# Seeking RPs



## Ra'ara Su'nai (May 13, 2019)

I've got a few years of RPing under my belt(somewhere in the neighborhood of a dozen) Hit me up in a DM if you want to play. Ideas can be discussed. There are many things I'm up for.


----------



## Wolfytheawesome (May 13, 2019)

Are there any particular genres you're looking for? Sorry it's not in DMS but I felt it would be a good idea to reply to the thread, and then others could possibly see what you're interested in as well at this very moment.


----------



## Ra'ara Su'nai (May 13, 2019)

As I said, I'm up for a lot of things, though if I had to pick a few of my favorite things to include, I enjoy fantasy settings, especially when magic is a thing, sci-fi settings, though I have more experience with fantasy, and modern settings. When it comes to things I like to include, no question that romance tops the list, and it can come in many different forms. Life-long friends, rivals, former enemies, it would take too long to list all the possible ideas that come to mind.

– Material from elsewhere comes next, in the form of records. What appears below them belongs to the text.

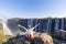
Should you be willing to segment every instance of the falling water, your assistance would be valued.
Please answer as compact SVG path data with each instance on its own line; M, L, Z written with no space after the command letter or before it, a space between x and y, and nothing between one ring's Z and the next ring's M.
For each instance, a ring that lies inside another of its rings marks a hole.
M62 19L62 30L64 30L64 19Z
M58 24L59 23L59 20L58 19L55 19L55 32L58 30Z
M47 21L47 33L51 33L51 23L52 23L52 20L48 19L48 21Z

I do occasionally dabble in NSFW RPs, but if there isn't plenty of plot added to it, I'm likely to lose interest quickly.


----------



## Ra'ara Su'nai (May 14, 2019)

Bump


----------



## Bluefiremark II (May 14, 2019)

Hullo~ I'm open to do roleplays, been looking for more roleplays to do as of late since I have a bit more time to- jist a heads up: I'll actually DM you to talk about it a bit in a few minutes, little busy atm


----------



## Telnac (May 14, 2019)

Hey, I run a SFW group RP that is going live tomorrow. Look for Tayoria's thread in here (which I will bump soon) and DM me if you're interested!


----------



## Ra'ara Su'nai (May 15, 2019)

@Telnac I'm not big on group RPs. It just gets too confusing for me. Like just as you're going to respond to the post someone made, someone else responds in a way that your post doesn't make sense anymore.


----------



## Telnac (May 15, 2019)

Fair enough.  I just wanted to make sure you knew that our RP was still open.


----------



## Ra'ara Su'nai (May 17, 2019)

Bumpity ump bump.


----------



## Ra'ara Su'nai (May 26, 2019)

Bump


----------